Le droit de citation est très étendu : il peut s’agir de livres, de journaux, de chansons, de poésies… Si les règles précédentes sont respectées, vous n’avez pas besoin d’obtenir une autorisation de l’auteur.

 

Citer une marque ou une personne réelle

Mentionner une marque dans un livre n’est pas interdit. Cependant, attention à ne pas dénigrer ou discréditer la marque en question, sinon vous pouvez tomber sous le coup de la diffamation.

Pour une personne réelle, qu’elle soit célèbre ou non, celle-ci bénéficie du droit au respect de sa vie privée. Vous devez donc lui demander son autorisation écrite  vous accordant le droit de la citer ou parler d’elle. Vous ne pouvez pas non plus utiliser des éléments que la personne n’a pas rendus publics (correspondance, confidences, anecdotes…). Comme pour la marque, dénigrer ou insulter la personne vous expose à une plainte pour diffamation. Il existe de ce qu’on appelle l’exception de parodie, de pastiche ou de caricature qui permet de s’exonérer de l’autorisation de la personne ou de l’auteur s’il s’agit d’un texte ou d’une image. Mais le texte parodique ne doit pas pouvoir être confondu avec l’original et ne doivent pas nuire : le but de la parodie, de la caricature ou du pastiche est de faire rire.
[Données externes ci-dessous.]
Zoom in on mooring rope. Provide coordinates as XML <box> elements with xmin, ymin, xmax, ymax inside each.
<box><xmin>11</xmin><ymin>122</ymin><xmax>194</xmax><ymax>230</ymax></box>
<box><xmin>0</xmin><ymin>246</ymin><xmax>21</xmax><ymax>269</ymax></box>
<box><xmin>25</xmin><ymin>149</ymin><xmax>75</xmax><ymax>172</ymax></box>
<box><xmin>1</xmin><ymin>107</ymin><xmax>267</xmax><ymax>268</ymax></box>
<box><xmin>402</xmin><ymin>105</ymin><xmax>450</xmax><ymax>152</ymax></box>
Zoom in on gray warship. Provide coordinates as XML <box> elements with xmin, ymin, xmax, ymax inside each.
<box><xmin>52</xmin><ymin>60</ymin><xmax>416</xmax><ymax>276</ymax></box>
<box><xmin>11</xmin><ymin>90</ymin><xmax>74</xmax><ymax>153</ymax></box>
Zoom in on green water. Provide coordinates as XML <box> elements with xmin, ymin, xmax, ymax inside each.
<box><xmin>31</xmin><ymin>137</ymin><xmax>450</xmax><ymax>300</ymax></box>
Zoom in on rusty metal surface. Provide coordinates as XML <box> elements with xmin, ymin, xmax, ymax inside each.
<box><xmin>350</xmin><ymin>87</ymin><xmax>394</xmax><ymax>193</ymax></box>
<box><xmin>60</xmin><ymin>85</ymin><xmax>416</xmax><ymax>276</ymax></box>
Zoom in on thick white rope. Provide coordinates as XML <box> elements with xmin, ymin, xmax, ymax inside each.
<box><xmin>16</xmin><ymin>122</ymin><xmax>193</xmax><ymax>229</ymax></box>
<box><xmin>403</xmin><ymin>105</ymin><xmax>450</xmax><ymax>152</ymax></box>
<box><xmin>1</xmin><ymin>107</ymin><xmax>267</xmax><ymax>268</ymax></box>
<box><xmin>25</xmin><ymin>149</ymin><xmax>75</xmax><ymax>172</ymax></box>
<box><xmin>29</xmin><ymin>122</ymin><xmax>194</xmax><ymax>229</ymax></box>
Attention, le fait de changer le nom de la personne ne change rien au fait qu’elle puisse vous poursuivre en justice. Le mieux est de faire en sorte qu’elle ne soit pas reconnaissable.

Bon à savoir : diffamation, injure, quelle différence ?

L’injure est définie par le Code pénal comme « une expression outrageante, des termes de mépris ou invective, qui ne renferme l’imputation d’aucun fait précis ». La diffamation consiste en « toute allégation ou imputation d’un fait qui porte atteinte à l’honneur ou à la considération de la personne ». Toute personne, célèbre ou non, peut poursuivre un auteur pour injure ou diffamation s’il estime que son honneur est bafoué dans votre livre. Pour autant, il faut qu’elle soit clairement identifiée ou identifiable dans le texte. Si votre ouvrage est donc à caractère dénonciateur ou polémique, prudence !

 

Les droits d’utilisation des visuels

Il faut distinguer ce qui relève du droit d’auteur d’une personne qui a créé une image (illustration, photo, dessin…) de ce qui relève du droit à l’image.

Les images libres de droit

En tant qu’auteur, vous pouvez être amené à utiliser des images, photos, dessins, illustrations… Mais attention ! Vous ne pouvez pas exploiter n’importe quelle image disponible sur Internet. Elles sont toutes, par défaut, soumises au droit d’auteur, tout comme votre roman ou votre nouvelle. Une image trouvée sur Internet appartient donc à son auteur et n’est utilisable ou modifiable qu’avec son accord.

Certains artistes diffusent leurs images sous licence Creative Common (CC) qui permet de libérer les droits sur l’image (on parle d’image libre de droit). Mais cela ne veut pas dire pour autant que le visuel est exploitable n’importe comment. Il y a 6 variantes de licences CC qui permettent de reproduire, distribuer et communiquer l’œuvre à titre gratuit et non-exclusif, avec différents niveaux d’attribution, de partage et d’autorisation de modification.

Ces licences CC sont souvent utilisées dans les banques d’images gratuites ou payantes comme Pixabay, Pexels, Flickr ou iStok. Veillez donc à bien vérifier les conditions d’usage de chaque visuel : par exemple, ne prenez pas une image interdite d’utilisation commerciale pour une couverture !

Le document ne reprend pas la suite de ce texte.